A minha “viagem” pelas novidades do vinho continua e como há
“conteúdo” para isso, haja vista como eu costumo dizer, até de forma demasiada,
confesso, o universo do vinho e vasto e inexplorado.
E as novidades surgem onde, em tese, não traz tanta novidade
assim em dias atuais. O que quero dizer com isso? Por mais que determinadas
castas ou regiões, por exemplo, já seja uma realidade em nossas vidas enófilas,
elas podem revelar nuances até então, novas para você.
E pensar que, em tempos remotos, nos primórdios de nossa
trajetória do universo do vinho, eu jamais pensei que fosse, a cada degustação,
de forma contínua, viver novas experiências sensoriais com direito a histórias
como “tempero”.
Então direto ao assunto, vamos de Cabernet Sauvignon! Esse é
o tema central desse texto! A Cabernet Sauvignon, tida e conhecida, como a
“rainha das uvas tintas” não recebe esse título à toa. É uma variedade que se
adaptou a vários terroirs, a vários climas e estruturas geológicas.

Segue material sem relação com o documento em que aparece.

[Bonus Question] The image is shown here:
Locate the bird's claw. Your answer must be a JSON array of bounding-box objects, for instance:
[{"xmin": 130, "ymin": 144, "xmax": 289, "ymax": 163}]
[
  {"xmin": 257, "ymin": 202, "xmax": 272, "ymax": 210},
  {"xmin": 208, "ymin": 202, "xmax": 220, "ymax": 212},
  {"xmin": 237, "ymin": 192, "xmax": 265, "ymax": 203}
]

Diante disso é inevitável que qualquer enófilo que se preze
já tenha degustado, em algum momento, a Cabernet Sauvignon, por mais que não
goste ou não a tenha em seu rol de predileções de cepas.
A Cabernet Sauvignon, definitivamente, fez e ainda faz parte
da minha vida enófila e foi responsável pelo meu caminho entre as castas
tintas, juntamente com a Merlot, sendo a segunda a minha preferida por anos e
anos.
Mas quando eu procurava por corpo, estrutura e robustez era
na Cabernet Sauvignon que eu me realizava, sobretudo nos Cabernets chilenos,
onde o termo “sauvage” que originou o nome da variedade e que, em francês,
significa ‘selvagem”, encontrou a sua forma mais genuína, digamos.
Ao longo do tempo, fui diversificando as opções de castas
estruturadas, mas nunca deixei de celebrar a velha Cabernet Sauvignon e, diante
de um espírito desbravador que construo a cada dia no universo do vinho, fui
buscando novas nuances e propostas da Cabernet Sauvignon em outros centros
vitivinícolas.
Argentina, Brasil, França, Estados Unidos foram alguns países
que desbravei a Cabernet Sauvignon e todas demonstraram personalidades
próprias, até que a necessidade desbravadora insistia, teimava em me pegar e,
claro, cedi.
E quando fazia uma busca de outros vinhos na grande rede, não
me recordo ao certo o que buscava, me deparei com um rótulo espanhol de uma
região que está despontando no cenário vitivinícola mundial e adivinhem, era um
varietal (100%) Cabernet Sauvignon! Claro que aquilo me chamou, evidentemente,
atenção, afinal nunca degustei um Cabernet Sauvignon espanhol.
O comprei, mas demorei em degusta-lo e descansou por algum
tempo na adega e agora com seus cinco anos de garrafa, ainda um jovem para um
Cabernet Sauvignon, achei o momento ideal para desarrolhá-lo.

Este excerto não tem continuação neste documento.